Exercise Malabar to be held off Sydney from August 11-21

The 31st edition of the Malabar multilateral exercise comprising India, Australia, Japan and the U.S. will be held off Sydney from August 11-21, as Australia hosts the war games for the first time this year. Australia has also invited India for the Sea Power conference that it is hosting from November 7-9 and defence sources said India is likely to attend it.

The exercise will take place in a large designated area, the East Australian exercise area, spread over a couple of hundred miles off Sydney and will have a harbour and sea phase. Exercise Malabar will be followed by AUSINDEX, the India-Australia bilateral naval exercise. In the past, officials have termed Malabar as the most complicated naval exercise that India does.

Australia has also just hosted multilateral Exercise Talisman Sabre, which involved more than 33,000 troops from 13 countries, for which India had sent four observers.

Australian Navy is deploying two ships, destroyer HMAS Brisbane and landing ship HMAS Choules while Indian Navy has deployed destroyer INS Kolkata and frigate INS Sahyadri for the exercise. The U.S. will be represented by a destroyer and the Japanese Maritime Self Defence Force (JMSDF) by a surface vessel. In addition, P-8 maritime patrol aircraft of India, Australia and the U.S. will take part in the exercise with focus on anti-submarine warfare (ASW).

En route to Australia, the two Indian warships made a port call at Port Moresby in Papua New Guinea (PNG) last week as part of India’s Pacific outreach.

During a visit to India in March this year, Australian Prime Minister Anthony Albanese had announced that they would be hosting the multilateral exercise for the first time this year, when he took a tour of India’s indigenous aircraft carrier INS Vikrant in Mumbai. He had also stated that for Australia, India is a top-tier security partner. He is the first foreign leader to go onboard the indigenous aircraft carrier that was commissioned in September 2022. “My visit [to India] reflects my government’s commitment to place India at the heart of Australia’s approach to the Indo-Pacific and beyond,” he had said addressing the Navy personnel onboard.

Australia was included as a permanent member of Ex. Malabar in 2020 amid the stand-off with China in Eastern Ladakh.
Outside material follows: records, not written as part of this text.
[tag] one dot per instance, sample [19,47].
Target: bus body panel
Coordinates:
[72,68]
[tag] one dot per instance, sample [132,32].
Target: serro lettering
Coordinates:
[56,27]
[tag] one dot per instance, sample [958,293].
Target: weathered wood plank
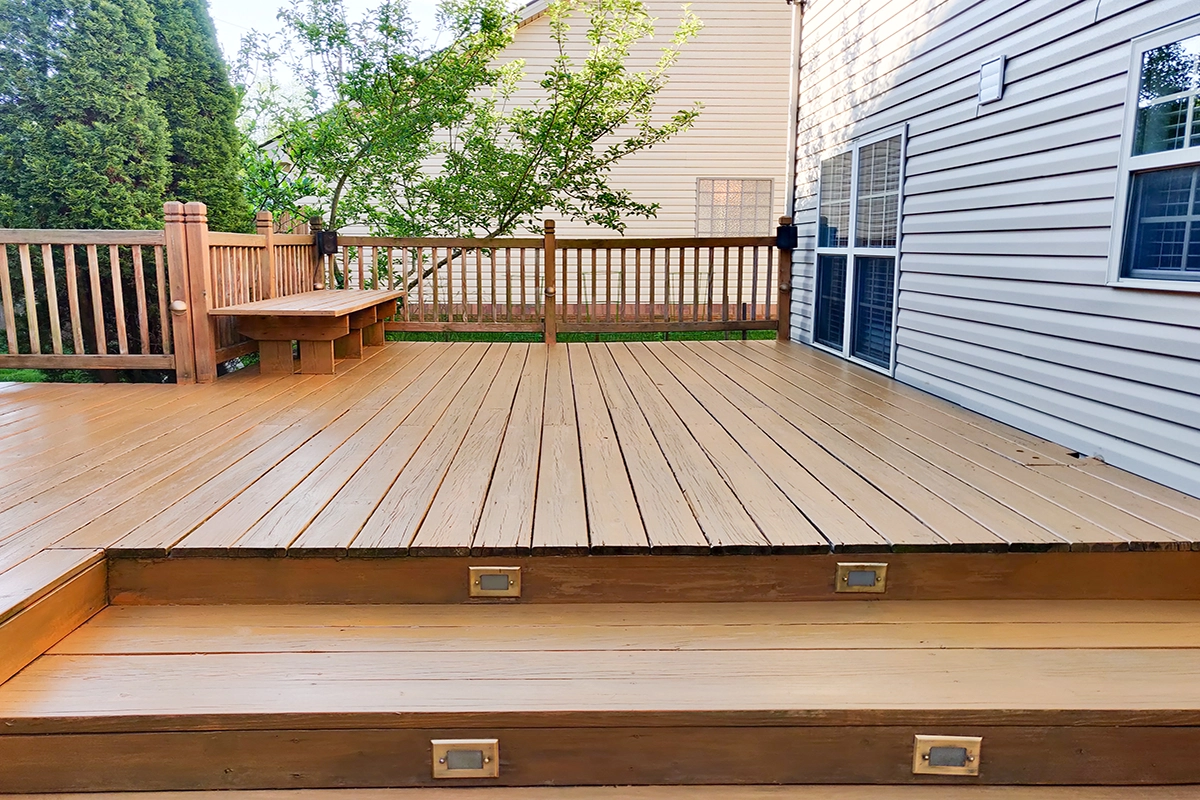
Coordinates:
[613,517]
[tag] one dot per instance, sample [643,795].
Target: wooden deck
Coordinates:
[437,449]
[244,697]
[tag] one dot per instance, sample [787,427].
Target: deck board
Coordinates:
[455,449]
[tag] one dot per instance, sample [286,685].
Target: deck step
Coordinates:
[291,697]
[670,793]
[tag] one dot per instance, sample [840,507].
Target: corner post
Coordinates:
[264,222]
[551,305]
[196,216]
[316,224]
[785,240]
[179,282]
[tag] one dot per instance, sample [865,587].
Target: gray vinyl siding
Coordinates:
[1007,216]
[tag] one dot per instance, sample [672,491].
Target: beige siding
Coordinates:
[738,67]
[1007,216]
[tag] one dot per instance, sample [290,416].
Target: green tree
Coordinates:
[95,149]
[201,107]
[415,140]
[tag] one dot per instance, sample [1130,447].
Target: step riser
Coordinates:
[292,759]
[1169,575]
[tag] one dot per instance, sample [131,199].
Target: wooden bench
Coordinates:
[329,324]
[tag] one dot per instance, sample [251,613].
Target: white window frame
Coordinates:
[1129,164]
[771,211]
[852,250]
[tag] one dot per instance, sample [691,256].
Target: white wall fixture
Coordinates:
[991,80]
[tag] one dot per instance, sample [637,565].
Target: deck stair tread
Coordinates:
[301,696]
[868,662]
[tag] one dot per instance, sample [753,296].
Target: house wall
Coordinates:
[1007,215]
[738,67]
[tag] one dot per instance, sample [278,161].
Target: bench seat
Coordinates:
[329,324]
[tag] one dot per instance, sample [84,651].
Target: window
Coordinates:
[1159,192]
[857,250]
[729,206]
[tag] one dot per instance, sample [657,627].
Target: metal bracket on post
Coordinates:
[786,240]
[551,317]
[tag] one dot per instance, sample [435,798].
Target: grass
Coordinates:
[675,336]
[23,376]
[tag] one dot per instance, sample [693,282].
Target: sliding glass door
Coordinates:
[857,251]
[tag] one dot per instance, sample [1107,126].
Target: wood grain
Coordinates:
[31,627]
[671,756]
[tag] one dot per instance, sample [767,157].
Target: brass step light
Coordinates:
[495,581]
[862,578]
[466,758]
[946,755]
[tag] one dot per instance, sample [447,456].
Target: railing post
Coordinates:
[264,222]
[175,242]
[316,224]
[786,242]
[551,304]
[196,216]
Japan hosted the last edition of Malabar which was held in November 2022. It also marked 30 years of the exercise that began as a bilateral exercise between India and the U.S. in 1992.

Malabar has grown in size, scope and complexity with ASW training emerging as a major focus area in the last few years, especially in the backdrop of rapid expansion of Chinese Navy and its increased forays into the Indian Ocean. India’s growing line-up of military platforms from the U.S. has increased commonality of platforms, in addition to New Delhi concluding all foundational agreements with the U.S.

Officials have repeatedly asserted that Malabar and the Quad are different and the latter was not a military grouping. However, Maritime Domain Awareness (MDA) has emerged as a key focus area for the Quad with the four countries announcing an Indo-Pacific MDA to assist countries in the region.

During the last edition, Navy chiefs of the four countries, also part of the Quadrilateral grouping, were present for the inaugural ceremony as the JMSDF also hosted an International Fleet Review and the 18th Western Naval Symposium before the naval war games. The four chiefs met and exchanged views on “further enhancing inter-operability” in future editions of the Malabar multilateral naval exercise.